Is HDFS a Data Lake?
You might be wondering, “Is HDFS a Data Lake?”.
- Short Answer: No
- Long Answer: HDFS is often used to create data lakes. It can be used as a data lake but it is not a data lake itself.
A data lake is a type of architecture. It can be composed of one or more Hadoop clusters. It also doesn’t necessarily have to use Hadoop. They very often are built on top of Hadoop. They also can include multiple other technologies at the same time. Other technologies used might include Amazon S3.
Data lakes:
- store a variety of data types
- very little if any pre-processing
A data lake is generally less rigid than a data warehouse. With a data lake you don’t generally need to pick out a schema ahead of time. It is a large system that can contain huge amounts of data. This data can come in many different forms and can be organized or structured in many different ways. It can be composed of structured data like data like a database, semi structured data like csv files, or just raw data. This is exactly the type of thing that HDFS is meant for. Data lakes tend to go together with Hadoop.

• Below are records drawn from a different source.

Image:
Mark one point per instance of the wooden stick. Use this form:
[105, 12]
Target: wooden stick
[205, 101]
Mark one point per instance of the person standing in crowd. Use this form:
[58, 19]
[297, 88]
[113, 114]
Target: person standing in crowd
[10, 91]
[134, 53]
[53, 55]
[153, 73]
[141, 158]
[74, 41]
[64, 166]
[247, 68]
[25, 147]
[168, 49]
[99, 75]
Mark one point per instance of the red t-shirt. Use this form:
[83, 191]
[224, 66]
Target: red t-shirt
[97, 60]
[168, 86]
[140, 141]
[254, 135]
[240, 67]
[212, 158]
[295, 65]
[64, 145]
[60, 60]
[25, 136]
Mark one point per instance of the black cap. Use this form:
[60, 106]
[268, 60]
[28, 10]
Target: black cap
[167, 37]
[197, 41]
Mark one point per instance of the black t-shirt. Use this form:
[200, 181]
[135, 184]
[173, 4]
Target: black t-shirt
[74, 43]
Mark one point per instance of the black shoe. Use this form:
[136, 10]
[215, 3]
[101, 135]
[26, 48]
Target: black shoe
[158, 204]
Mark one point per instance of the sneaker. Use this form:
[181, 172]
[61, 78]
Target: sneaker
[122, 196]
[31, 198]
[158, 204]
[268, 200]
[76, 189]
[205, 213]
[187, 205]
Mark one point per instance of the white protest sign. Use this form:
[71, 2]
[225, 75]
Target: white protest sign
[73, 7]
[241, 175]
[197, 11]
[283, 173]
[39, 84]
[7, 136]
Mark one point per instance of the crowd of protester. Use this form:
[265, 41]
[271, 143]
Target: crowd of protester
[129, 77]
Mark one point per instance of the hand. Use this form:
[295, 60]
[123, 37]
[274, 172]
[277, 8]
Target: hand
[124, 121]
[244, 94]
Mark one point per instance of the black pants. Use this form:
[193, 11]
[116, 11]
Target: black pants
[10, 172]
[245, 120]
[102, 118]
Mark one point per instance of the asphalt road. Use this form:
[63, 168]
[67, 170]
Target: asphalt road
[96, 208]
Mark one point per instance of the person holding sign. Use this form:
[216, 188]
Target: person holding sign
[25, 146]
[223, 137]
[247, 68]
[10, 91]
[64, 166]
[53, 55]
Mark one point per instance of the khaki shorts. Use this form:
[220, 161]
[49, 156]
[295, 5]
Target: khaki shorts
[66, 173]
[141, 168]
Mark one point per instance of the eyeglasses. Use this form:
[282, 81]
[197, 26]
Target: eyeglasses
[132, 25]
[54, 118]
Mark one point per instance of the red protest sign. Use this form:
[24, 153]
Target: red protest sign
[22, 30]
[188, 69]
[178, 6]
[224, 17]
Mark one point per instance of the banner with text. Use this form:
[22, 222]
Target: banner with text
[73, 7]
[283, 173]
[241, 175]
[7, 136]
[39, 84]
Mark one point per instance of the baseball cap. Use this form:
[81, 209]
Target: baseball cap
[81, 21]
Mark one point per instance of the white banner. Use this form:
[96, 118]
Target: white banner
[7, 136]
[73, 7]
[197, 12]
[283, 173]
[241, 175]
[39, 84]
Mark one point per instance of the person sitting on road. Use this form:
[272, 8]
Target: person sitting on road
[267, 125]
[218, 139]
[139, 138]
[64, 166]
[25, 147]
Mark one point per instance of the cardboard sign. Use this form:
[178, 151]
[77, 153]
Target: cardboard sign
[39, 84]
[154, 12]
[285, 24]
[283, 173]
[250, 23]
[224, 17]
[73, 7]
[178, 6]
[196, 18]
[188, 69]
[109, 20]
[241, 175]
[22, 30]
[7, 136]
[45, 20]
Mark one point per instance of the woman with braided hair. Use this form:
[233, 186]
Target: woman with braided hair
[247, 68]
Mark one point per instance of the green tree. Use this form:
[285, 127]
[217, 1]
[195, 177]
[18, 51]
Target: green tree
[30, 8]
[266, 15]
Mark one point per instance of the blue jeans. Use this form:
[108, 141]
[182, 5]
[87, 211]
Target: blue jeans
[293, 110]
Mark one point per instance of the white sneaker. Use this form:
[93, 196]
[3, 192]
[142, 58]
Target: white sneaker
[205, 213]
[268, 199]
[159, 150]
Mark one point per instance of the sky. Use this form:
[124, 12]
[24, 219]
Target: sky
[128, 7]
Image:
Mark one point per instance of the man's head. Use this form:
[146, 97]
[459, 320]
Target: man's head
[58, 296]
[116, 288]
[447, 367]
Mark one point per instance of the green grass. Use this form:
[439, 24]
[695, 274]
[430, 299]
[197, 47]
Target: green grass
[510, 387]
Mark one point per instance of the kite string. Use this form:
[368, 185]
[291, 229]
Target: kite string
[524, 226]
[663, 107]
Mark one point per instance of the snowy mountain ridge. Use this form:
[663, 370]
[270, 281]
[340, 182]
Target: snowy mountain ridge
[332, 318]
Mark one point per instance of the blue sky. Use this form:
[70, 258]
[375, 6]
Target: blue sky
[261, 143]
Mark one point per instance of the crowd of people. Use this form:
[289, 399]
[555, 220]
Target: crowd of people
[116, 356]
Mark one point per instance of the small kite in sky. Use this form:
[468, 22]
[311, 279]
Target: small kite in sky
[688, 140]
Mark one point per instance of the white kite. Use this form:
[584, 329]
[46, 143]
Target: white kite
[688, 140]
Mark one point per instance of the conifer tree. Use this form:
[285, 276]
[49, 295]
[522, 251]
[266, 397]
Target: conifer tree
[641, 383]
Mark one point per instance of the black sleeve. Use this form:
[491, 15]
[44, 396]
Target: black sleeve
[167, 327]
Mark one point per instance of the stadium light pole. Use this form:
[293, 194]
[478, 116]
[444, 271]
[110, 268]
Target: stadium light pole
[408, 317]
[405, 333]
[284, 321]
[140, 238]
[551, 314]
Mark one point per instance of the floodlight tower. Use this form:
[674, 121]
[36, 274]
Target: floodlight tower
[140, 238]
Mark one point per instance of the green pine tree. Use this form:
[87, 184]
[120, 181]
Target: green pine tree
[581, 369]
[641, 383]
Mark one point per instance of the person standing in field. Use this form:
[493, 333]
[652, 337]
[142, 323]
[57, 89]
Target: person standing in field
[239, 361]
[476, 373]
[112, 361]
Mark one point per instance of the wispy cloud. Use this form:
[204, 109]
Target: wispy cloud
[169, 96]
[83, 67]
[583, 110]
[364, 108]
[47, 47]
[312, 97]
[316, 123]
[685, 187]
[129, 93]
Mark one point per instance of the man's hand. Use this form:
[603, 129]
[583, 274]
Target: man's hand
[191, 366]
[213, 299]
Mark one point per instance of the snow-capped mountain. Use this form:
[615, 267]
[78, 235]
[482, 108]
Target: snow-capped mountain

Compared to data warehouses, data lakes are supposed to be:
- more flexible
- less expensive
Data lakes are meant to make things easier than they would be with a data warehouse. They aren’t a magical solution and do need to be implemented properly. Planning is critical. They do need the right tools in place to make them accessible to end users. It is also important to not simply treat them as data warehouses.
Hadoop vs Data Lake
Essentially, it doesn’t really make sense to compare Hadoop to a data lake. It isn’t an apples to apples comparison. It is more like an apples to fruit basket comparison. A data lake is generally built using Hadoop and other technologies all working together. You could think of Hadoop as the apples and a data lake as a basket of fruit. A basket of fruit doesn’t always contain apples but it usually does. A basket of fruit could contain a single apple or multiple apples just like a data lake might contain a single Hadoop cluster or multiple Hadoop clusters. To extend the analogy you could think of Amazon S3 object storage as the bananas.